Новиков Анатолий Иванович родился в 1943 г. в городе Норильске. Рано начал трудовой путь. Работал фрезеровщиком па заводах Саратова и Ленинграда, техником-путейцем в Вологде, радиотехником в свердловском аэропорту. Отслужил в армии, закончил университет, теперь — журналист. «Третий номер» — первая журнальная публикация.
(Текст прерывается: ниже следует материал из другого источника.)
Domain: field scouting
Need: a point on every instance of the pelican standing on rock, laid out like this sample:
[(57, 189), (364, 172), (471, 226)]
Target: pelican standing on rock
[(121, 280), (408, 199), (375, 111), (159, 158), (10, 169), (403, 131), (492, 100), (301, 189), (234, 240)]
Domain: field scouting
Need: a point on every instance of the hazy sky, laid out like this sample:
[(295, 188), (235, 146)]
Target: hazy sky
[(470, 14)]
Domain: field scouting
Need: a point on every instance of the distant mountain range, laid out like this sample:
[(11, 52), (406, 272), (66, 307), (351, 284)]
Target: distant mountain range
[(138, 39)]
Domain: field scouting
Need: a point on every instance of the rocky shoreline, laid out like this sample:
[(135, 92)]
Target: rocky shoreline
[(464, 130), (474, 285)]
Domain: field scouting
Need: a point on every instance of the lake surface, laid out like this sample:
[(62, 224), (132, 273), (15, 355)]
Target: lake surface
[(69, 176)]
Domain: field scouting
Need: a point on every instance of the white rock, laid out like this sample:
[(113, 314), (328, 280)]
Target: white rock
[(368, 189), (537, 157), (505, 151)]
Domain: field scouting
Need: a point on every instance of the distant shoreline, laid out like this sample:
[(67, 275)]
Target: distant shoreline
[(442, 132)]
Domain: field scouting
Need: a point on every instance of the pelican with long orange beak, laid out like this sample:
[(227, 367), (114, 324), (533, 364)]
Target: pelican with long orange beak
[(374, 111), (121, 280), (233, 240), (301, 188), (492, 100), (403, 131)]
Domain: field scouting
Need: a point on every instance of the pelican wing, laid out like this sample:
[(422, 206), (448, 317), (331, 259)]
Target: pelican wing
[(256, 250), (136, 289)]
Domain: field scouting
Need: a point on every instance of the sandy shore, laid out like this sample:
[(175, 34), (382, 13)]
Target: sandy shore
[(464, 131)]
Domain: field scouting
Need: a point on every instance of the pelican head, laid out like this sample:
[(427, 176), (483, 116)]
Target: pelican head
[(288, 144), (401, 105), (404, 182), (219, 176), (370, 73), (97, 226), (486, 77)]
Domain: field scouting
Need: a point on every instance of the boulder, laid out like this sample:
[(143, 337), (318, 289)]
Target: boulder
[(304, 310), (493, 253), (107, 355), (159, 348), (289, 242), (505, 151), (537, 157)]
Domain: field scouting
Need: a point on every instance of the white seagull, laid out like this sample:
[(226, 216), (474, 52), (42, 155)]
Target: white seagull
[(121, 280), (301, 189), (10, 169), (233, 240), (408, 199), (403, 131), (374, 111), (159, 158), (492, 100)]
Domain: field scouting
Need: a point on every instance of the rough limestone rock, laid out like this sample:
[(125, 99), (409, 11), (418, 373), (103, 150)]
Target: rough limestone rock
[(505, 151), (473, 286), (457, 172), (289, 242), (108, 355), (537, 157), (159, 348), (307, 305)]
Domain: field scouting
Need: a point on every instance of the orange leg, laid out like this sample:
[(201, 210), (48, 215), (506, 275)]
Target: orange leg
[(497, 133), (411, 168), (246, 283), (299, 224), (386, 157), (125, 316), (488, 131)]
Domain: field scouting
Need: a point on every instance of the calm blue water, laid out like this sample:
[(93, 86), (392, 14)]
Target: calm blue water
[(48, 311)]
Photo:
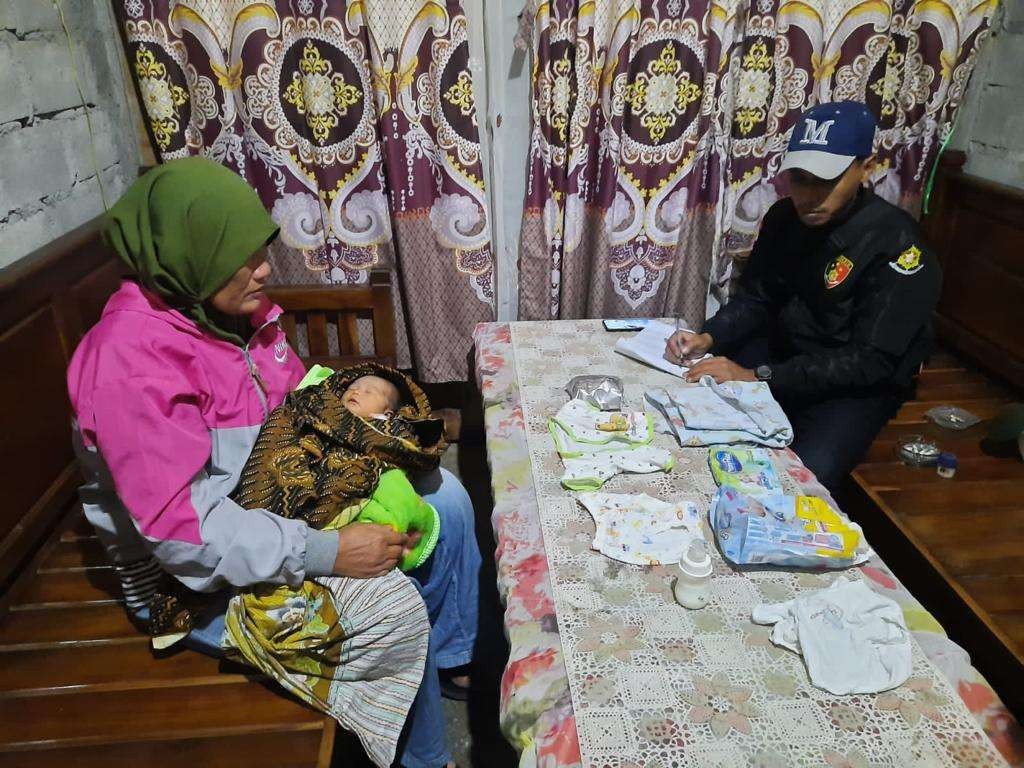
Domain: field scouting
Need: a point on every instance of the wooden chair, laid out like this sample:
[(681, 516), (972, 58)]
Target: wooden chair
[(322, 310)]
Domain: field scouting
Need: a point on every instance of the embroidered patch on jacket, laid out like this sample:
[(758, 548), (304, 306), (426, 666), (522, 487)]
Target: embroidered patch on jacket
[(907, 262), (838, 270)]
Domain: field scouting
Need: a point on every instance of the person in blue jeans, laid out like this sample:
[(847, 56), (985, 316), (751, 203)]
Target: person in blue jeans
[(834, 308), (448, 583)]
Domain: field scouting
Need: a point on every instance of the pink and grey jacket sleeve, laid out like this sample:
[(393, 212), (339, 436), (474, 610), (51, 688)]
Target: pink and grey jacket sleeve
[(164, 428)]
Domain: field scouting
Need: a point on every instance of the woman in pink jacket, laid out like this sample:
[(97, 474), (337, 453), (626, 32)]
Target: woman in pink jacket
[(169, 392)]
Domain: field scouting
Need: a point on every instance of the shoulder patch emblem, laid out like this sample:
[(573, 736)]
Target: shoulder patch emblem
[(907, 262), (838, 270)]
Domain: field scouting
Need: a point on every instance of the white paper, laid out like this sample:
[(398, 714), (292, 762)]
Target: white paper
[(648, 347)]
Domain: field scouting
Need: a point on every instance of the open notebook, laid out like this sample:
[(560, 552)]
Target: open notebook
[(648, 347)]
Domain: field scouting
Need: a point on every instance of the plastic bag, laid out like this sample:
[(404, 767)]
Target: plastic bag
[(604, 392), (778, 529)]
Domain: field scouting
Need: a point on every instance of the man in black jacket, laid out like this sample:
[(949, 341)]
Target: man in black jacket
[(834, 308)]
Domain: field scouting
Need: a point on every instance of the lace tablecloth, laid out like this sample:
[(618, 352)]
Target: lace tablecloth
[(653, 683)]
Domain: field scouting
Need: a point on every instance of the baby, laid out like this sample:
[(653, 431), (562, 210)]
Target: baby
[(372, 397)]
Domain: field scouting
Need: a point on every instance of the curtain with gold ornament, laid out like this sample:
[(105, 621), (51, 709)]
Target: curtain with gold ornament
[(658, 127), (355, 123)]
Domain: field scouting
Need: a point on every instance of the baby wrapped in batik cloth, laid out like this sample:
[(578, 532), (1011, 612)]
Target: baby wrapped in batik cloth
[(317, 460)]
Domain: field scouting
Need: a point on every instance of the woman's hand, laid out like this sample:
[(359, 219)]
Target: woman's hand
[(367, 550), (720, 369), (685, 345)]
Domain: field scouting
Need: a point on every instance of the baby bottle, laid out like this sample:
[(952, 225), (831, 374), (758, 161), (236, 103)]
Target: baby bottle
[(692, 587)]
В книге рассказывается история главного героя, который сталкивается с различными проблемами и препятствиями на протяжении всего своего путешествия. По пути он встречает множество второстепенных персонажей, которые играют важные роли в истории. Благодаря опыту главного героя книга исследует такие темы, как любовь, потеря, надежда и стойкость. По мере того, как главный герой преодолевает свои трудности, он усваивает ценные уроки жизни и растет как личность.